Continuation of application approved; modifications expected

By: David Campbell
   As one of his last official acts, outgoing state Department of Environmental Protection Commissioner Bradley M. Campbell has granted Historic Morven Inc. a continuation of its application for approval of a master plan to remake its estate grounds.
   In a Jan. 9 letter to Morven attorney Christopher DeGrezia, Mr. Campbell granted a request by the attorney to continue the application to the Feb. 23 meeting of the state Historic Sites Council, which voted 4-3 last month to recommend the application’s denial.
   "I find that the council accepted your argument that a new visitor/administrative center is needed, but that the council believed that the proposed design solution was too intrusive to recommend approval of the Master Plan," Mr. Campbell wrote.
   He said he is asking the council to set aside its recommendation for denial and further consider a plan that has been revised to address the council’s concerns. However, he said the applicant will have to waive its rights to a departmental decision within the statutory 120-day review period — or, he noted, he would have to deny the application.
   Morven Executive Director Martha Wolf said Tuesday her organization will provide the council with the additional information it has requested and seek to address its concerns at next month’s meeting. She said the council wanted to see what new construction on the site might look like. Responding to those concerns, she said her organization plans to consult with its architects about preparing designs.
   "I do think it’s important for them to feel comfortable with the way the buildings look," she said. "One thing Historic Morven Inc. doesn’t want to do is have a negative impact on our historic building. This is our prime artifact."
   Mr. DeGrezia said that, given the concerns raised by the council, adjustments to the master plan must be made, but he said it is too soon to discuss specifics. "Clearly, we’re willing to work with them," he said. He noted that at the meeting last month, the council and applicant "simply ran out of time" and were unable to fully "flesh out concerns."
   Morven’s initial plans were to add an administrative building and a visitors’ center on either side of the estate and demolish the pool, pool house and tennis court complex in the rear.

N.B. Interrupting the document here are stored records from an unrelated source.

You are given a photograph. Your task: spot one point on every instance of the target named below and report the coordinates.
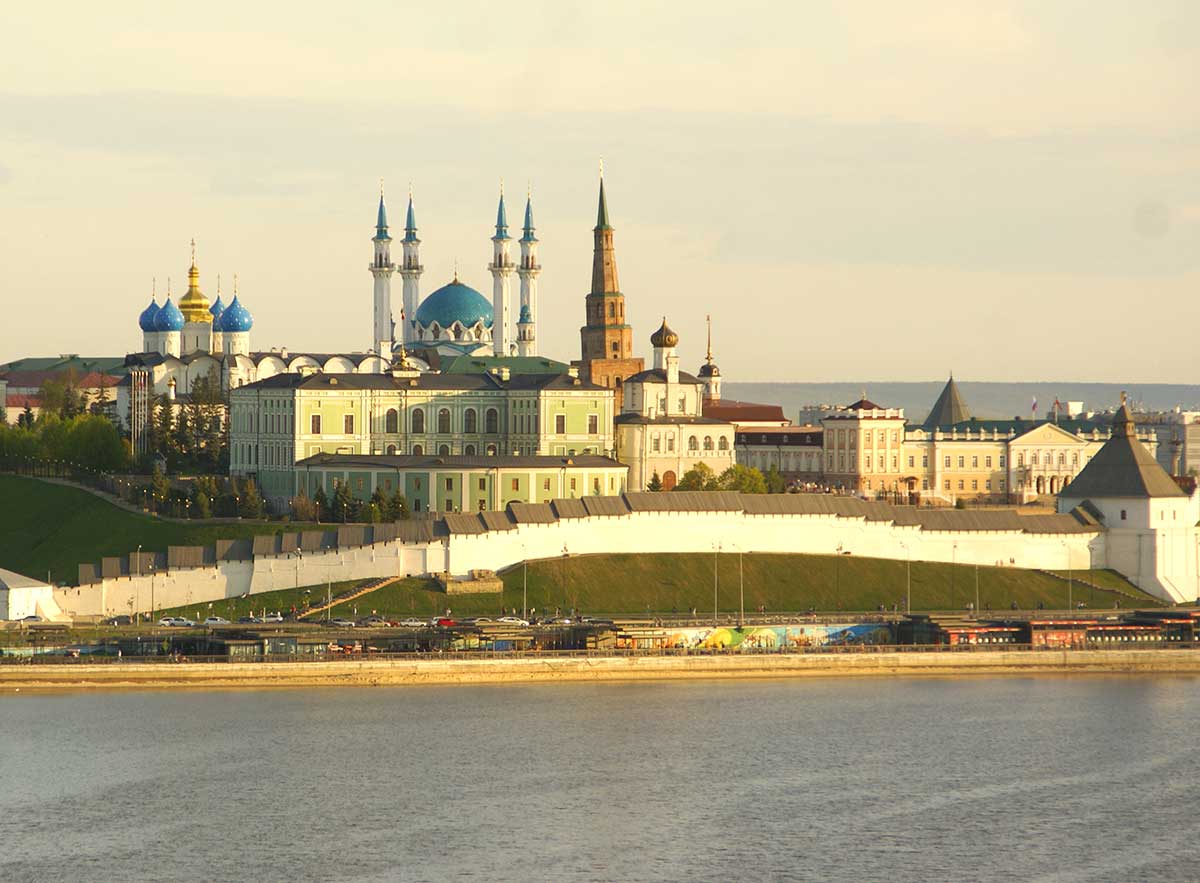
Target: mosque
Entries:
(197, 338)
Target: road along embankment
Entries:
(531, 670)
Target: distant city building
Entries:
(661, 428)
(462, 482)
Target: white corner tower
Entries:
(528, 272)
(502, 283)
(411, 272)
(382, 270)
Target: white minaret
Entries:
(528, 271)
(382, 270)
(411, 272)
(502, 282)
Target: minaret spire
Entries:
(529, 270)
(382, 270)
(502, 281)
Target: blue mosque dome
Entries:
(145, 320)
(169, 317)
(235, 318)
(455, 302)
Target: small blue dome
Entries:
(455, 302)
(235, 319)
(145, 320)
(169, 317)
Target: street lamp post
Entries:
(717, 548)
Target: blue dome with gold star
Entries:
(455, 302)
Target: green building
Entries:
(289, 418)
(461, 484)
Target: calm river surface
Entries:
(1041, 779)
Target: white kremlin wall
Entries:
(1061, 546)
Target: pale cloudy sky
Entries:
(853, 191)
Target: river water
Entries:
(1042, 779)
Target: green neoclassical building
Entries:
(462, 484)
(288, 418)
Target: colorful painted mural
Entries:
(756, 637)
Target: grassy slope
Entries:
(633, 584)
(55, 528)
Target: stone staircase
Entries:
(1138, 600)
(352, 595)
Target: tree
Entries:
(343, 502)
(397, 508)
(250, 500)
(775, 482)
(305, 509)
(743, 479)
(322, 500)
(700, 478)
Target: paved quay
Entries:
(527, 670)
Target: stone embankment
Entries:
(527, 670)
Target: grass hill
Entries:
(46, 527)
(627, 584)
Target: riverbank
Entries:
(532, 670)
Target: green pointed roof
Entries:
(949, 408)
(603, 211)
(1122, 468)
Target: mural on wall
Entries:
(759, 637)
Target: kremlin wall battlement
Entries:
(694, 522)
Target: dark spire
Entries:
(949, 408)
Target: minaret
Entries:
(502, 282)
(708, 372)
(528, 271)
(382, 270)
(197, 335)
(411, 272)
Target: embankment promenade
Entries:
(553, 668)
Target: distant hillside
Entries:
(985, 400)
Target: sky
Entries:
(1009, 191)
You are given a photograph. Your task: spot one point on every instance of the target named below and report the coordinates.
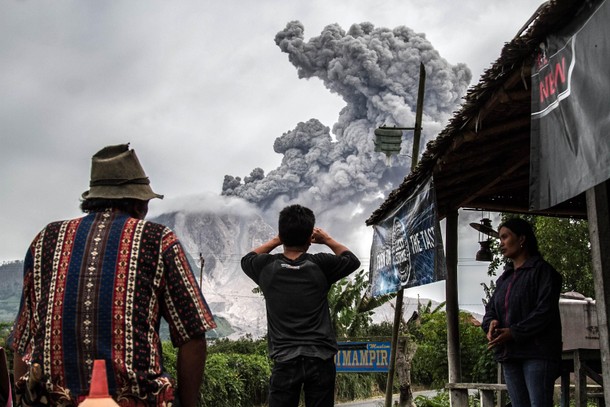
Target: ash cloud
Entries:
(376, 72)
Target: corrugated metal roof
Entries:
(481, 158)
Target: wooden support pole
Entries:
(400, 295)
(598, 213)
(458, 397)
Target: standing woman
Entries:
(522, 319)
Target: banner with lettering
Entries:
(363, 357)
(407, 249)
(570, 129)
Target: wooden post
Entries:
(598, 214)
(400, 295)
(201, 262)
(458, 397)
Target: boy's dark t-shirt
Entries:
(295, 291)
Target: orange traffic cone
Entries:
(98, 391)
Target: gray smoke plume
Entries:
(376, 72)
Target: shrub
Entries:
(230, 379)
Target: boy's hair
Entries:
(295, 225)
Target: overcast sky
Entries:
(199, 88)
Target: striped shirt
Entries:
(97, 287)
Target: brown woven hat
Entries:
(116, 173)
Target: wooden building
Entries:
(481, 160)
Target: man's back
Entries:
(95, 288)
(296, 299)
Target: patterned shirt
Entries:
(96, 287)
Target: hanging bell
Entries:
(484, 253)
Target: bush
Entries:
(430, 366)
(245, 346)
(231, 379)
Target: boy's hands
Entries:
(320, 236)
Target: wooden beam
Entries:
(458, 397)
(506, 174)
(510, 126)
(598, 211)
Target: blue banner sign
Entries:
(363, 357)
(407, 249)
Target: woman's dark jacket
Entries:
(526, 300)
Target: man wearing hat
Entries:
(96, 287)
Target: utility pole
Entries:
(201, 262)
(400, 294)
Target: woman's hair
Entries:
(295, 225)
(521, 227)
(127, 205)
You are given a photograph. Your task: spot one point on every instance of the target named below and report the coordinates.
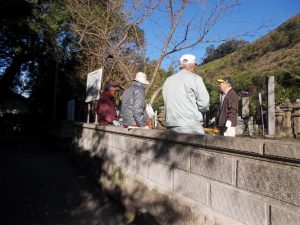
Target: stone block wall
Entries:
(247, 181)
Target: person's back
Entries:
(185, 97)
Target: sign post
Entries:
(93, 86)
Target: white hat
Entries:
(188, 59)
(141, 77)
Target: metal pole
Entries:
(55, 91)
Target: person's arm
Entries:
(201, 94)
(139, 107)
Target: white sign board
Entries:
(93, 85)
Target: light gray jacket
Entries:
(185, 97)
(133, 105)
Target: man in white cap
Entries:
(185, 98)
(133, 102)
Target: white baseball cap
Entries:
(141, 77)
(188, 59)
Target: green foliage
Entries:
(226, 48)
(250, 66)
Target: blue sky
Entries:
(248, 16)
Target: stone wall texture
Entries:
(240, 180)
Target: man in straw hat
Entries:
(228, 109)
(133, 103)
(185, 98)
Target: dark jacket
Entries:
(106, 109)
(229, 109)
(133, 105)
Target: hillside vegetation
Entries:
(275, 54)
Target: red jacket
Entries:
(106, 109)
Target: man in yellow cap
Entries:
(228, 109)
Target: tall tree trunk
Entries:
(7, 79)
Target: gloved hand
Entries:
(228, 123)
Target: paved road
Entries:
(39, 185)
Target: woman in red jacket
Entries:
(106, 105)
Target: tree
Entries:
(109, 36)
(111, 30)
(226, 48)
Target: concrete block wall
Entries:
(253, 181)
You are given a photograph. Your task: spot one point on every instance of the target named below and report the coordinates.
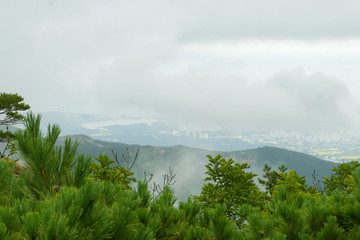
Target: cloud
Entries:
(116, 56)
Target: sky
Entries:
(280, 64)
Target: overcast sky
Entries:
(237, 64)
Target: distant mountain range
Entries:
(189, 163)
(334, 146)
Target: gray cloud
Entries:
(112, 56)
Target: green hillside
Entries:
(189, 163)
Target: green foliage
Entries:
(271, 177)
(63, 202)
(10, 105)
(230, 185)
(341, 179)
(49, 166)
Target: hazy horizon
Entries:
(206, 64)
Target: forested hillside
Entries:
(189, 163)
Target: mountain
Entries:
(189, 163)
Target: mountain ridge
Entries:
(189, 163)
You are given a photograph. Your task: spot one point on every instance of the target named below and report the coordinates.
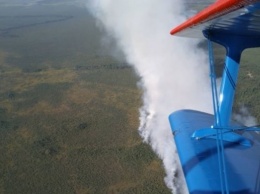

   Morven Museum and Garden, owned by the state and operated by Historic Morven Inc., was constructed by Declaration of Independence signer Richard Stockton in the 1750s. The Route 206 mansion was later home to Gen. Robert Wood Johnson and served as the governor’s mansion from 1954 until 1982.
   At the council’s Dec. 15 meeting, members struggled to come to a decision and ultimately voted narrowly to recommend the application’s denial. In particular, council members criticized what they said was the vagueness of the plans and asked for more specific information about the proposed new buildings.
   The size of the buildings was identified — the visitors’ center is slated for roughly 5,000 square feet, and the administrative facility is planned to be 2,600 square feet — but Morven representatives said they had not yet been designed by New York-based Rafael Vinoly Architects.
   Council members also favored retaining the 1940s pool house, arguing that it contributes to an understanding of Morven as a governor’s mansion.
   In his letter, Mr. Campbell cited several issues raised by the council that he said Historic Morven Inc. should address.
   Given the statewide and national significance of the property, he wrote, Morven should discuss its project with the National Park Service’s National Historic Landmarks program, the New Jersey Historic Trust, which has invested more than $1.17 million in Morven’s restoration, and Preservation New Jersey, among others.
   He cited the council’s concerns about the impact of two new buildings on the historic character of the site, and recommended consideration instead of one building possibly in the parking lot or pool-house area. Also among the issues to be addressed, he asked the organization to consider areas of less archaeological significance for new construction, and raised the matter of preserving the pool house if possible.